Thursday, February 14, 2013

DAY 19) Valentine's Veracities



Valentine’s Day has all of the expectant and obligatory momentum of a guilt trip. Participate not and one may be accused of heartlessness. Send a smarmy message and one might be construed as giving in to commercialism. And yet we teach even the children to send candy-grams and to give such cards to their friends, teachers, and... Well, one’s sincerity on the occasion is readily quite suspect. Thing is, Valentines might best be aimed at only one specific person by each of us; to let go many arrows with but one bow is rather Kostner-ish. Cupid lets loose shafts like Robin Hood!

M’Lady Nancy concurred. There seems to be a plethora of newspaper and TV advertisements for Valentines. And although we might celebrate any of the several mythologies as to its origins, it hardly is worth the fuss over something that one Priest Valentine did circa 400’s A.D. in defiance of Emperor Claudius 11 who enforced celibacy among his Legionnaires. Valentine married off young lovers, despite conscription. It was noble, compassionate, and filled with sensibility rather than sentiment. But our current commercial practice certainly plays on the sentimentality of it all.
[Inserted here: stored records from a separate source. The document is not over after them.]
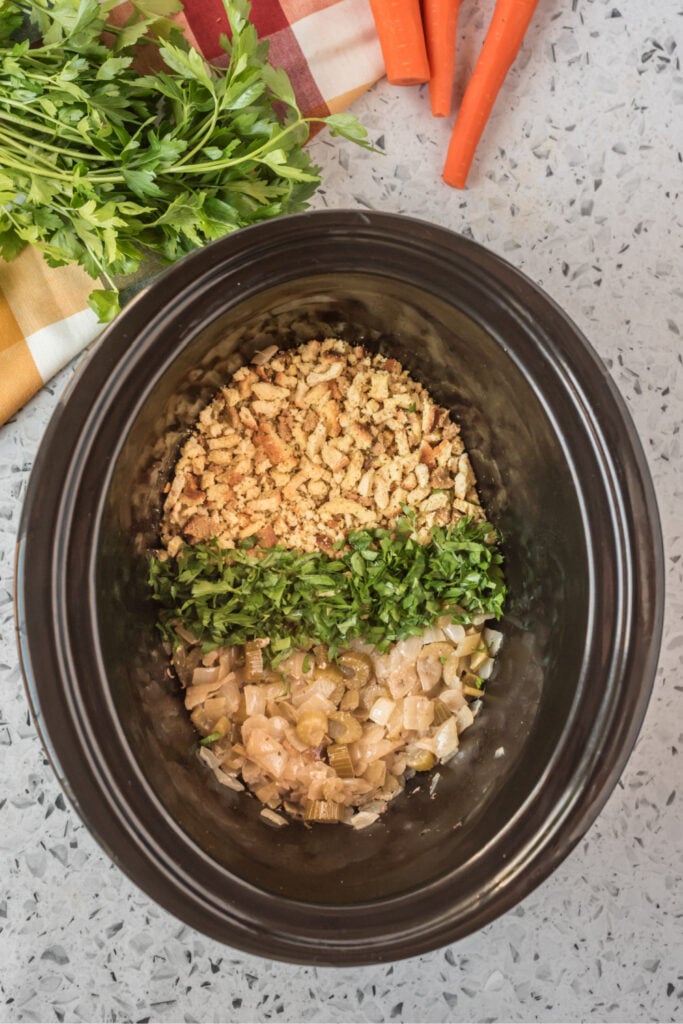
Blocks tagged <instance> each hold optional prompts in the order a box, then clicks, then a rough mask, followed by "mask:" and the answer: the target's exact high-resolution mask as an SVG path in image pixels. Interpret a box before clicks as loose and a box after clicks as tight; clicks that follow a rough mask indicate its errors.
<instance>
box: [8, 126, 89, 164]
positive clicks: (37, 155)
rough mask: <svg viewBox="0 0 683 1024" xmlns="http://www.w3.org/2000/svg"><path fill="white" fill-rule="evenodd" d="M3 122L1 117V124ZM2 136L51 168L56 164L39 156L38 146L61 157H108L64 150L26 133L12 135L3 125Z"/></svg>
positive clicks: (83, 158)
mask: <svg viewBox="0 0 683 1024" xmlns="http://www.w3.org/2000/svg"><path fill="white" fill-rule="evenodd" d="M1 123H2V122H1V119H0V124H1ZM0 138H2V139H4V140H5V142H6V144H7V145H9V146H11V147H12V148H13V150H15V151H17V152H19V153H22V154H24V155H25V156H27V157H30V158H32V159H33V160H38V161H40V163H41V164H46V165H47V166H48V167H50V168H52V167H54V164H53V163H51V162H50V161H48V160H46V159H45V158H44V157H41V156H39V155H38V154H37V153H36V148H38V150H46V151H48V152H49V153H56V154H58V155H59V156H60V157H69V158H70V159H72V158H74V159H78V160H96V161H100V162H101V161H106V157H100V156H96V155H95V154H92V153H80V152H79V151H78V150H63V148H62V147H61V146H58V145H52V144H51V143H50V142H42V141H39V140H38V139H27V137H26V135H22V134H18V135H10V134H9V133H8V132H5V131H3V130H2V128H1V127H0ZM22 142H24V143H25V144H24V145H23V144H22Z"/></svg>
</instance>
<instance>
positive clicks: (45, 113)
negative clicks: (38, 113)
mask: <svg viewBox="0 0 683 1024" xmlns="http://www.w3.org/2000/svg"><path fill="white" fill-rule="evenodd" d="M1 101H2V103H3V104H6V105H7V106H18V109H19V110H22V111H26V110H28V108H27V104H26V103H23V102H22V101H20V100H16V99H10V98H9V96H3V97H2V100H1ZM1 117H2V119H4V118H8V119H10V118H11V115H9V114H7V112H6V111H3V112H2V115H1ZM40 121H49V122H50V124H53V125H55V127H56V128H58V129H59V137H60V138H61V137H62V136H63V137H68V138H73V139H76V140H78V141H79V142H83V141H84V139H83V136H82V135H80V134H79V133H78V132H75V131H72V130H71V129H70V128H69V125H66V124H65V123H63V122H62V121H59V120H58V119H57V118H53V117H51V115H49V114H46V113H45V111H41V112H40V120H37V121H36V122H31V121H24V120H23V123H24V124H25V125H26V126H27V128H31V129H32V130H34V131H36V130H37V131H43V132H47V131H48V129H47V128H41V127H40Z"/></svg>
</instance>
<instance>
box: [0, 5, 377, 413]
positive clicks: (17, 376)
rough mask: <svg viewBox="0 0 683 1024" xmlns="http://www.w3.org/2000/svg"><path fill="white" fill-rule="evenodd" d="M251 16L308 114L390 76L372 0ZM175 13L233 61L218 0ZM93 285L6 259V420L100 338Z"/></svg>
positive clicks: (3, 402) (0, 319)
mask: <svg viewBox="0 0 683 1024" xmlns="http://www.w3.org/2000/svg"><path fill="white" fill-rule="evenodd" d="M126 6H127V5H126V4H125V3H124V4H122V5H121V11H122V14H123V15H124V16H127V12H126V11H125V8H126ZM117 10H118V8H117ZM251 17H252V22H253V23H254V25H255V26H256V29H257V31H258V34H259V36H260V37H261V38H262V39H263V38H267V39H268V40H269V42H270V49H269V60H270V62H271V63H272V65H274V66H275V67H281V68H284V69H285V70H286V71H287V73H288V74H289V76H290V79H291V80H292V84H293V86H294V91H295V93H296V96H297V101H298V103H299V106H300V108H301V110H302V111H303V113H304V114H305V115H306V116H308V117H325V116H326V115H328V114H334V113H337V112H338V111H341V110H343V109H344V108H346V106H348V105H349V103H351V102H352V101H353V99H355V98H356V97H357V96H358V95H360V93H362V92H364V91H365V90H366V89H368V88H369V87H370V86H371V85H373V83H374V82H376V81H377V80H378V79H380V78H381V77H382V76H383V75H384V63H383V61H382V53H381V50H380V47H379V43H378V40H377V36H376V33H375V26H374V23H373V18H372V13H371V10H370V3H369V0H252V14H251ZM179 20H180V22H181V23H182V25H183V30H184V32H185V34H186V36H187V38H188V40H189V41H190V42H191V43H193V44H194V45H195V46H197V48H198V49H199V50H201V51H202V52H203V53H204V55H205V56H206V58H207V59H208V60H211V61H212V62H215V63H216V65H218V66H220V63H221V60H223V61H226V60H227V55H226V54H225V53H224V51H223V50H221V48H220V44H219V38H220V35H221V33H226V32H227V18H226V16H225V11H224V8H223V4H222V0H185V2H184V11H183V13H182V14H181V15H179ZM93 287H95V283H93V282H92V281H91V279H90V278H89V276H88V275H87V274H86V273H85V271H83V270H82V269H81V268H80V267H59V268H57V269H51V268H49V267H48V266H47V264H46V263H45V262H44V261H43V259H42V257H41V256H40V255H39V254H38V253H37V252H36V251H35V250H32V249H29V248H27V249H25V250H24V252H23V253H22V254H20V256H18V257H17V258H16V259H15V260H12V262H11V263H5V262H4V261H3V260H0V424H1V423H4V422H5V420H7V419H8V418H9V417H10V416H12V415H13V414H14V413H15V412H16V410H17V409H19V408H20V407H22V406H23V404H24V403H25V402H26V401H28V399H29V398H30V397H31V396H32V395H33V394H35V393H36V391H38V390H39V388H41V387H42V386H43V384H44V383H46V382H47V381H48V380H49V379H50V377H52V376H53V375H54V374H55V373H56V372H57V371H58V370H60V369H61V368H62V367H65V366H66V365H67V364H68V362H69V361H70V360H71V359H72V358H73V357H74V356H75V355H77V354H78V352H80V351H82V350H83V349H84V348H85V347H86V346H87V345H88V344H89V343H90V342H91V341H93V340H94V338H96V336H97V334H98V333H99V331H100V330H101V327H100V325H98V324H97V319H96V317H95V314H94V313H93V312H92V311H91V310H90V309H89V308H88V306H87V303H86V299H87V296H88V295H89V293H90V292H91V291H92V289H93Z"/></svg>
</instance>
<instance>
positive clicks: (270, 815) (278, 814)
mask: <svg viewBox="0 0 683 1024" xmlns="http://www.w3.org/2000/svg"><path fill="white" fill-rule="evenodd" d="M260 816H261V817H262V818H263V820H264V821H267V822H268V824H269V825H272V826H273V827H274V828H282V827H283V826H284V825H288V824H289V821H288V820H287V818H284V817H283V816H282V814H275V812H274V811H271V810H270V808H269V807H264V808H263V810H262V811H261V814H260Z"/></svg>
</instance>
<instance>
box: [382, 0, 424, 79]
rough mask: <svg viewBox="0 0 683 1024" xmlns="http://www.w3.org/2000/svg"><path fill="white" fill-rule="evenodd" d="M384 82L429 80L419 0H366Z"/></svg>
mask: <svg viewBox="0 0 683 1024" xmlns="http://www.w3.org/2000/svg"><path fill="white" fill-rule="evenodd" d="M370 6H371V8H372V11H373V17H374V18H375V27H376V29H377V35H378V36H379V40H380V46H381V47H382V55H383V56H384V66H385V68H386V73H387V79H388V81H389V82H391V84H392V85H419V83H420V82H428V81H429V61H428V59H427V48H426V46H425V37H424V32H423V29H422V14H421V13H420V0H370Z"/></svg>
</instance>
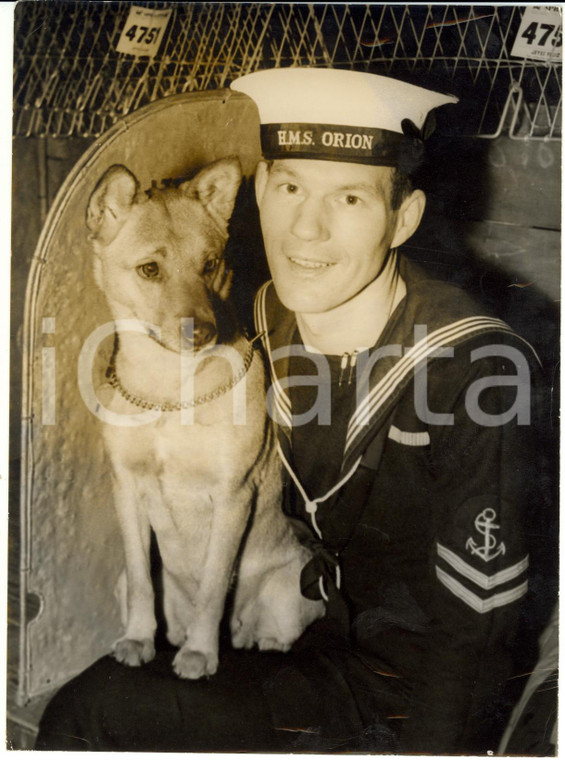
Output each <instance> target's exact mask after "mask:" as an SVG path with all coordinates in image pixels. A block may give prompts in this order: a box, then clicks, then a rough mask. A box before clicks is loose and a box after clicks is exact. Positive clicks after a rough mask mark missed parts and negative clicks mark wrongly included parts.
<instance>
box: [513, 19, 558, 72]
mask: <svg viewBox="0 0 565 760" xmlns="http://www.w3.org/2000/svg"><path fill="white" fill-rule="evenodd" d="M510 55H513V56H516V57H518V58H529V59H532V60H536V61H546V62H552V61H560V60H561V59H562V56H563V32H562V18H561V10H560V9H559V8H555V7H551V6H538V5H534V6H526V8H525V10H524V15H523V16H522V21H521V22H520V28H519V30H518V34H517V35H516V39H515V40H514V45H513V46H512V51H511V53H510Z"/></svg>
So too for any obligation, tradition, custom. It is worth examining! Otherwise one may subscribe too unwittingly, too insincerely, too readily to societal demands. Yet all occasions warranting celebration are made so by years of enculturation. As such they have their significance. They have their undeniable truths. Penelope would rightfully be feeling overlooked were I to ignore her birthday, or not to wish her a merry Christmas. So it is. But the point is, if you’re going to do it, make it sincere. Keep it real. Else we but kowtow to society, go along with, and submit to the status quo. As it is, there are three if not more stories as to whom the real St. Valentine was!

Among the many artifacts re-discovered on this February 14th of my 40 day and 40 night mission is the flimsy square of an air mail card to M’Lady, dated 23 January, 1944, addressed to Miss Nancy Street, No. 5 R.A.F. Hospital, M. Egypt. It is post-marked from Mill Hill, London. The stamp is a 6d George V1 (a sixpenny). On opening it there is the proverbial pen-and-ink arrow through the red crayon heart. The feathered tail at the bottom left corner at once penetrates a smaller heart, and the big letters between the small and the much bigger red heart at the top right reads: ‘Guess Who! And How Many’. Top left hand corner is a poem: ‘The rose is red, the violet is blue, the grass is green, and so are you!’ At the bottom right is a more substantial endearment: ‘Ah sweet and gentle stranger, Amongst men of tearful woe, Do not err from by their manger, And those that love you so. Do not lose that smile from Ward One, Check that kind heart from a fancy; Don’t forget your boys can win One, But their names can’t all be Nancy!’

M’Lady, now at 90, then at 21 (to be precise,) looks up from re-reading it, and says, “From Mill Hill Hospital patients, where I worked before Cairo. Well, see, they had nothing better to do!”

We act often on impulse. It takes the measure of much time and truths to perhaps end up acting the exact same way, but at least thereby to act for real. And so: Happy Valentines!